Chastity have released their new self-titled album via Big Scary Monsters (UK/EU), Deathwish (US) and Dine Alone (Canada). The album comes alongside the revealing of a visual aid for new single ‘Buzzed and Bleached’ – a track bursting forth with classic skate-punk thrash that seizes with anticipation and anxiety. Instigator Brandon Williams says “I’ve been avoiding this type of beat since the beginning of the band, but the truth is is that I love it. This song’s about grieving old times, blinking and they’re gone.”

‘Chastity’ is a 13-track record about the things that have always run through Chastity’s records — struggle, death, despair, redemption, darkness, and light — but this time, the songs ascend to new depths of intensity and desperation, new heights of resolution and power. “It’s really about the first nosedive that I did as a young person,” says Williams who *is* Chastity. “It’s a record about struggle, about the missing years. It’s also a thank you to some people in my life.”
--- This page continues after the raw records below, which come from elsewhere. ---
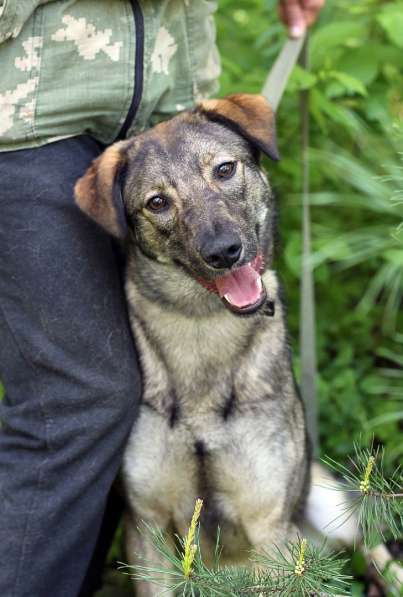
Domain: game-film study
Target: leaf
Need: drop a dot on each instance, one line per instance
(301, 79)
(343, 33)
(361, 63)
(350, 84)
(391, 19)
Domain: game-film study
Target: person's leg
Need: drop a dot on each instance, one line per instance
(69, 369)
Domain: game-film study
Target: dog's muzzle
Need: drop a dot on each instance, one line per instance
(241, 290)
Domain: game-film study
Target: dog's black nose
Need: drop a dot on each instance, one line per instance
(221, 251)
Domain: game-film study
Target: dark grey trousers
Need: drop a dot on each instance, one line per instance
(69, 369)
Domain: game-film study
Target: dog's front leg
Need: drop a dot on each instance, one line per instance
(268, 529)
(141, 550)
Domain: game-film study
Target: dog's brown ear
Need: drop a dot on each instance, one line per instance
(249, 115)
(98, 192)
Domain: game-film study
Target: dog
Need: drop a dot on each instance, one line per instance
(221, 418)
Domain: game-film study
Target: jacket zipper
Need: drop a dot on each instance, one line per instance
(138, 68)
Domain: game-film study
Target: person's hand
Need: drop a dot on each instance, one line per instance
(297, 15)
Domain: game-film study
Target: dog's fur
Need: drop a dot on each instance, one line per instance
(221, 418)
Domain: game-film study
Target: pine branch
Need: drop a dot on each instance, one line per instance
(375, 500)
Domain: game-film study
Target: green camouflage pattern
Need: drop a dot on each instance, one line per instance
(67, 66)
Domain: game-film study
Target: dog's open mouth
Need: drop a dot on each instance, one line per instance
(241, 290)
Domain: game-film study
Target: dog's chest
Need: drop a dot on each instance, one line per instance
(190, 359)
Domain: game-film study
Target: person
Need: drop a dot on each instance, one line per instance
(76, 76)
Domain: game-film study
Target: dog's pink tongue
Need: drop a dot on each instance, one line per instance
(241, 287)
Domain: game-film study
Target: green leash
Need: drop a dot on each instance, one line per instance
(273, 90)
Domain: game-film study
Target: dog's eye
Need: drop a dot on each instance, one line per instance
(225, 170)
(157, 203)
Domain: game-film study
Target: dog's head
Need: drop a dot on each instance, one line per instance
(192, 192)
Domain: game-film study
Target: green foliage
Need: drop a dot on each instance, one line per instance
(297, 569)
(356, 110)
(375, 500)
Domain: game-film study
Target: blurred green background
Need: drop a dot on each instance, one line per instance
(356, 114)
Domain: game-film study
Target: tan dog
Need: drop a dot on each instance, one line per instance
(221, 418)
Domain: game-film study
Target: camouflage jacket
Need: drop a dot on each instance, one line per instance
(103, 67)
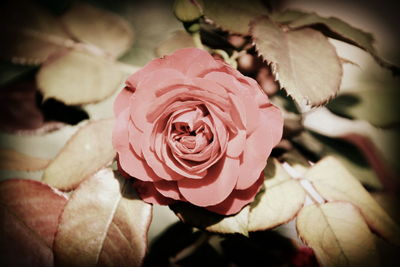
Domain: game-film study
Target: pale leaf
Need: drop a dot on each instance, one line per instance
(335, 183)
(99, 27)
(210, 221)
(29, 34)
(29, 216)
(100, 225)
(303, 61)
(13, 160)
(75, 78)
(43, 144)
(380, 146)
(180, 39)
(282, 199)
(234, 16)
(338, 29)
(338, 235)
(88, 150)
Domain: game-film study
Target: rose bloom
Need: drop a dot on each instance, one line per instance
(191, 128)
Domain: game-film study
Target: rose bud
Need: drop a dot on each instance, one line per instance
(187, 10)
(191, 128)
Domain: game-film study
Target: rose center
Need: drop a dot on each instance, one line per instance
(190, 131)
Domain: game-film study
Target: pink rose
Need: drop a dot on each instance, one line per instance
(190, 128)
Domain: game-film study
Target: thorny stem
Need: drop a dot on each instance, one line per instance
(197, 40)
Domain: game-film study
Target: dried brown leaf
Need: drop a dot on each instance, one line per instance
(99, 27)
(13, 160)
(303, 61)
(282, 199)
(88, 150)
(338, 29)
(74, 78)
(102, 226)
(30, 34)
(180, 39)
(335, 183)
(338, 235)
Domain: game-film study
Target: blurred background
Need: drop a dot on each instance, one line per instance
(39, 125)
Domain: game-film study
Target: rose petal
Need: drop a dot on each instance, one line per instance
(237, 144)
(238, 199)
(148, 193)
(153, 161)
(254, 158)
(213, 188)
(273, 118)
(128, 160)
(168, 189)
(122, 100)
(245, 93)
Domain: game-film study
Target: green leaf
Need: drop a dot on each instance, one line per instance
(30, 34)
(338, 235)
(180, 39)
(88, 150)
(148, 34)
(75, 78)
(102, 224)
(335, 183)
(210, 221)
(98, 27)
(303, 61)
(11, 72)
(29, 216)
(279, 203)
(374, 102)
(338, 29)
(234, 16)
(380, 146)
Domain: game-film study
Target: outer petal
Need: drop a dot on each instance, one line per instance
(149, 194)
(213, 188)
(242, 91)
(190, 61)
(128, 160)
(254, 158)
(275, 122)
(122, 101)
(168, 189)
(153, 161)
(238, 199)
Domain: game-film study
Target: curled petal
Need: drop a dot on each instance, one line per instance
(213, 188)
(272, 117)
(148, 193)
(254, 158)
(156, 164)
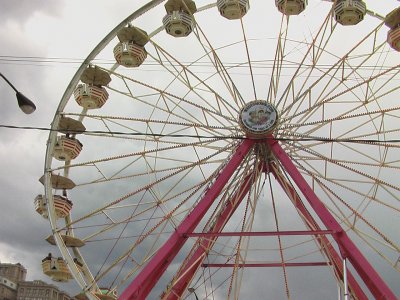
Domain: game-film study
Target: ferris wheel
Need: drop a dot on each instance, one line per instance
(231, 150)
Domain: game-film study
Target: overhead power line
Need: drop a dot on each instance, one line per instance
(222, 137)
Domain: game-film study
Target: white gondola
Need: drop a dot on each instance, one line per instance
(90, 96)
(69, 241)
(41, 206)
(62, 206)
(179, 22)
(129, 55)
(349, 12)
(130, 51)
(233, 9)
(392, 20)
(291, 7)
(56, 268)
(66, 148)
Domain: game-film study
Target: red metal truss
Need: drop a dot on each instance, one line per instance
(371, 278)
(325, 245)
(196, 257)
(143, 283)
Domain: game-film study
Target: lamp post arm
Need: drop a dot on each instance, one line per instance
(9, 83)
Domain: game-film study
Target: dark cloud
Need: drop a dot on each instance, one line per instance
(20, 11)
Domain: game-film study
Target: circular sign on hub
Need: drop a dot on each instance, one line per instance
(258, 118)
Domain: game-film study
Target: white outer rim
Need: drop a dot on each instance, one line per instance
(86, 282)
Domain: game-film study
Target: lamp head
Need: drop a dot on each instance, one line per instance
(26, 105)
Chastity’s first three full-length records — 2018’s ‘Death Lust’, 2019’s ‘Home Made Satan’, and 2022’s ‘Suffer Summer’ — formed a trilogy that defined a 4-year arc of the band’s contribution to outsider music. Each record was informed by Williams’ life, but each was also conceptual and interpretive, refracting his experiences through a level of remove. On ‘Chastity’, there is no such distance: Williams decided to write a fully non-fiction work.

The record hurtles through melodic hardcore, shoegaze, and emo, all magnificently and enormously rendered thanks to slick work from John Paul Peters (Propagandhi, Comeback Kid), who engineered and mixed the record. The band recorded at Peters’ Private Ear Recording in Winnipeg in March 2024. Chastity’s guitars have never sounded so immediate and towering, sometimes exploding into a sputtering, ripped-speaker chaos; and there are perhaps the most ferocious bass and drums sounds of the year on ‘Chastity’, splitting the difference between gnarly-as-fuck generator-show tones and vividly textured, hi-fi chest-beaters.

The new record arrives on the heels of a whirlwind six years for Chastity. Williams founded the project in Whitby Ontario. From the start, it’s been a project of absolution via community connection. There weren’t any venues for independent punk music in the suburban town, so Williams and his friends started throwing punk shows in a barn on Whitby’s rural outskirts. People took notice: Before long, Ontario punk stalwarts like PUP and Metz were making the pilgrimage to the barn to headline gigs, and profits from the shows went to a regional youth mental health services. Chastity spent the next years touring North America including shows with Sunny Day Real Estate, Alexisonfire, and Deafheaven.

This new era begins on opener, and previously released single, ‘Jaw Locked’ with a lone tom strike and a wall of glorious, pounding major-key guitars. The track drives forward, relentless and crackling with energy, while Williams revisits the feeling of voiceless loneliness—with a full, determined belt. He wants to hear people scream it with him. “I think the idea of people singing along with me about a time in my life where I was feeling like my voice didn’t count for anything is a relief for me,” he says. “It’s like the circle has been closed in a way, it’s like finally the lonely can all be together.” Follow-up ‘Electrical Tower Dive’ finds Chastity’s first official lyric use of “friggin’” tucked into a harrowing retelling of the first time Williams confronted, and re-considered, an early end to his life.

Elsewhere on the album, ‘Offing’ is “the most country the project’s ever gone, some townie emo,” which continues the heavyweight thematic material. As Williams says, it’s “a song about getting my meds mixed and thinking about death, approval from others, living to see another day.” ‘Offing’ mixes Chastity’s trademark old school emo approach with a decidedly country influence, culminating in a yearning singalong moment.

‘Chastity’ closes with ‘Drawing the Sun Back in the Corner of the Paper,’ a patient, atmospheric, hopeful slow-burn about opening back up to life and living (as Williams describes it, extending the contract with life) thanks to the care and support of another. In Williams’ case, he credits his partner, the musician Linnea Siggelkow, whose care made him want to check in on others who need it, too. It’s a beautiful and affirming ending to a Chastity record, centered on the band’s first and enduring idea: Life is less shitty if we live it together.